I'm guessing shattered-1.pdf and shattered-2.pdf have identical hashes but distinct contents. It's not clear for me to know why this results in a "checksum mismatch."

    Checksum mismatch: LayoutTests/http/tests/cache/disk-cache/resources/shattered-2.pdf
    expected: 5bd9d8cabc46041579a311230539b8d1
        got: ee4aa52b139d925f8d8884402b0a750c
EDIT: see https://news.ycombinator.com/item?id=13725312 for the answer
Heh, because those are the md5 checksums which don't match.

  $ sha1sum shattered*
  38762cf7f55934b34d179ae6a4c80cadccbb7f0a  shattered-1.pdf
  38762cf7f55934b34d179ae6a4c80cadccbb7f0a  shattered-2.pdf

  $ md5sum shattered*
  ee4aa52b139d925f8d8884402b0a750c  shattered-1.pdf
  5bd9d8cabc46041579a311230539b8d1  shattered-2.pdf
As you can see.
Wouldn't using both sha1 and md5 solves our problem or the fact both have collision in some cases dooms that combination ?
I asked this question yesterday. Apparently using both is not much more of a barrier than the stronger of the two by itself.

[1] https://news.ycombinator.com/item?id=13715146

[2] https://www.iacr.org/archive/crypto2004/31520306/multicollis...

A 256-bit hash, even a bad one, is usually more secure than a 128-bit hash, even a good one. But a 256-bit hash designed to be used as a 256-bit hash is probably going to be better than trying to come up with your own one ad-hoc by combining two 128-bit hashes. E.g. many hash functions have parts in common, so you might not get 256 independent bits that way.
In this scenario, the reasoning usually is: since both sha1 and md5 are vulnerable, it is possible to construct a document in which both the sha1 and md5 match. I don't know the feasibility of this, nor do I know how much compute time it would add. But that is a typical argument against those type of "combine two hashes" approach
No. You can't assume that two documents match because their hash values match. That's what caused this problem. You don't solve a problem by doing the same thing that caused the problem in the first place. For any given string s of unbounded length and its hash h, there are an infinite number of strings s', s'', s''', etc that have the same hash value h. Change from 128 to 256 bit hash? Great, there are still an infinite number of collisions. Change to two concatenated hashes? Guess what: infinite number of collisions.

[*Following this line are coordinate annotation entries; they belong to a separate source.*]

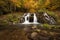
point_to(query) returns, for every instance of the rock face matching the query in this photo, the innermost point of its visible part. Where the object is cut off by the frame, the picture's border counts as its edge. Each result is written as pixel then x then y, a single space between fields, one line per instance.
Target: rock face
pixel 41 18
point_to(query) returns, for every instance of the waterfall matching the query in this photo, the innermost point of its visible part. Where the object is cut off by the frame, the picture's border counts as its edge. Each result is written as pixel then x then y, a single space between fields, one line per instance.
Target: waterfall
pixel 50 19
pixel 35 19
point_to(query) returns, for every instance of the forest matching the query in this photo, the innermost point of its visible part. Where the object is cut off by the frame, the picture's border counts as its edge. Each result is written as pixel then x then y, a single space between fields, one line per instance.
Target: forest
pixel 11 17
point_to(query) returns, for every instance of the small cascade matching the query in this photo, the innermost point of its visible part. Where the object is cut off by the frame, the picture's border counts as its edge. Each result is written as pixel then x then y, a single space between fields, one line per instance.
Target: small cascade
pixel 27 19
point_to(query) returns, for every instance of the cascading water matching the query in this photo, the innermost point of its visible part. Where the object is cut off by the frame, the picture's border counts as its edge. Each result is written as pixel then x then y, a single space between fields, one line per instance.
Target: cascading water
pixel 50 19
pixel 27 19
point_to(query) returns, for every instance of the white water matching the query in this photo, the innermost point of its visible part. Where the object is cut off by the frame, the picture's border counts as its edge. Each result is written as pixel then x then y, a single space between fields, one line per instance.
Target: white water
pixel 27 19
pixel 35 19
pixel 47 17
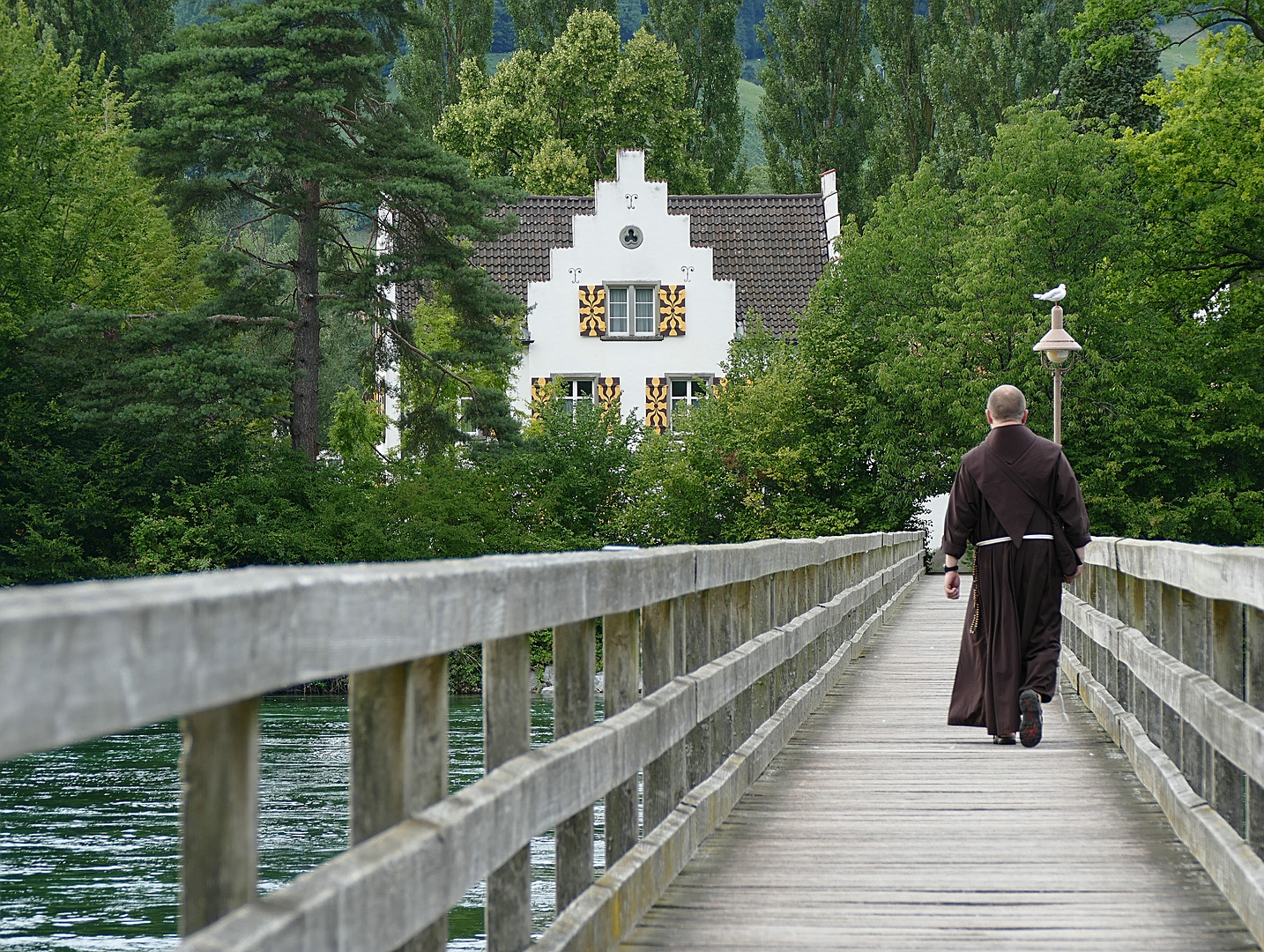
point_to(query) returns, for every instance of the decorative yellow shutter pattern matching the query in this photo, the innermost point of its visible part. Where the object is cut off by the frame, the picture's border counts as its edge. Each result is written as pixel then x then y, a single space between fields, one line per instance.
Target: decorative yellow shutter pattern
pixel 608 392
pixel 591 310
pixel 672 310
pixel 656 404
pixel 539 395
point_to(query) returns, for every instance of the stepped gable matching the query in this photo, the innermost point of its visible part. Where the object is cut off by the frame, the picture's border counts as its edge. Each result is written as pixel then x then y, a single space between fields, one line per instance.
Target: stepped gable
pixel 772 245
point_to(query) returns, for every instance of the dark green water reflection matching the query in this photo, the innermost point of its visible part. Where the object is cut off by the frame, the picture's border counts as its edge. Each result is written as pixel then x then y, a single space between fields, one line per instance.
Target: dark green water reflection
pixel 89 838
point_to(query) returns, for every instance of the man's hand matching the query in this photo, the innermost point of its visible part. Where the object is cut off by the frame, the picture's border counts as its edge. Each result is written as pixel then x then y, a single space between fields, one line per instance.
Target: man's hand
pixel 1080 569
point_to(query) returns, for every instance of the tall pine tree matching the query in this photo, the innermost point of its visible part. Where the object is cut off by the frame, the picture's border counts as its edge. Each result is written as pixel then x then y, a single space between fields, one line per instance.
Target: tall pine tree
pixel 281 108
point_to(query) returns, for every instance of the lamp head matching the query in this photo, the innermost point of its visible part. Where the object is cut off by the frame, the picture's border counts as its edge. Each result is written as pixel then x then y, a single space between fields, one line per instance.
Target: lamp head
pixel 1057 346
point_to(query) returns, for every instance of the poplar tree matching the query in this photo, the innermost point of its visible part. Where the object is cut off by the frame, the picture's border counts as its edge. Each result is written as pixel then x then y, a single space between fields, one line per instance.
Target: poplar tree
pixel 704 34
pixel 812 115
pixel 123 31
pixel 984 60
pixel 904 120
pixel 448 33
pixel 279 108
pixel 556 122
pixel 539 23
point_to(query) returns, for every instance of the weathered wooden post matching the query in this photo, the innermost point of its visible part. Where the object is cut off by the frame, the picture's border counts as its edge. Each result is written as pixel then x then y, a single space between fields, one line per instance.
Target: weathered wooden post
pixel 621 652
pixel 574 710
pixel 761 621
pixel 658 668
pixel 1253 628
pixel 1193 651
pixel 698 741
pixel 506 735
pixel 740 607
pixel 219 812
pixel 398 725
pixel 723 640
pixel 1226 654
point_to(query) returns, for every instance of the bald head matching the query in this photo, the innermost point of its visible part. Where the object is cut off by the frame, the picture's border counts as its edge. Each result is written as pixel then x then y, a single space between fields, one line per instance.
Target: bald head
pixel 1007 405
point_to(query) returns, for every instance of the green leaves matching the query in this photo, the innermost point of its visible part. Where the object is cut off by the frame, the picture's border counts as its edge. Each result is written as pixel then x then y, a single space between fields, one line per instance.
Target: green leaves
pixel 703 34
pixel 559 119
pixel 78 224
pixel 279 110
pixel 1156 235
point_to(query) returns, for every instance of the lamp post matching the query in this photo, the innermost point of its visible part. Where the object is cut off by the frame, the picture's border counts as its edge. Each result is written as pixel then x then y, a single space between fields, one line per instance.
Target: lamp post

A hash is not a unique identifier. Period. It's only useful as a quick filter before you do a full comparison.

It's amazing how resistant people are to using hashes safely. They willfully ignore the birthday paradox and say LA LA LA 1/(2^128)=0 and because they haven't lost all their data yet they tell themselves that their shoddy practices are OK.

Or just using a single better hash would solve it (some variant of SHA-2). For the foreseeable future at least.

Edit: Mitigate it rather, not solve it.

They were directly committed to the SVN repository, apparently breaking SVN's tooling even after the commit had been deleted. The git-to-SVN mirror script was the first place where a failure was noticed and was initially thought to be the only broken bit.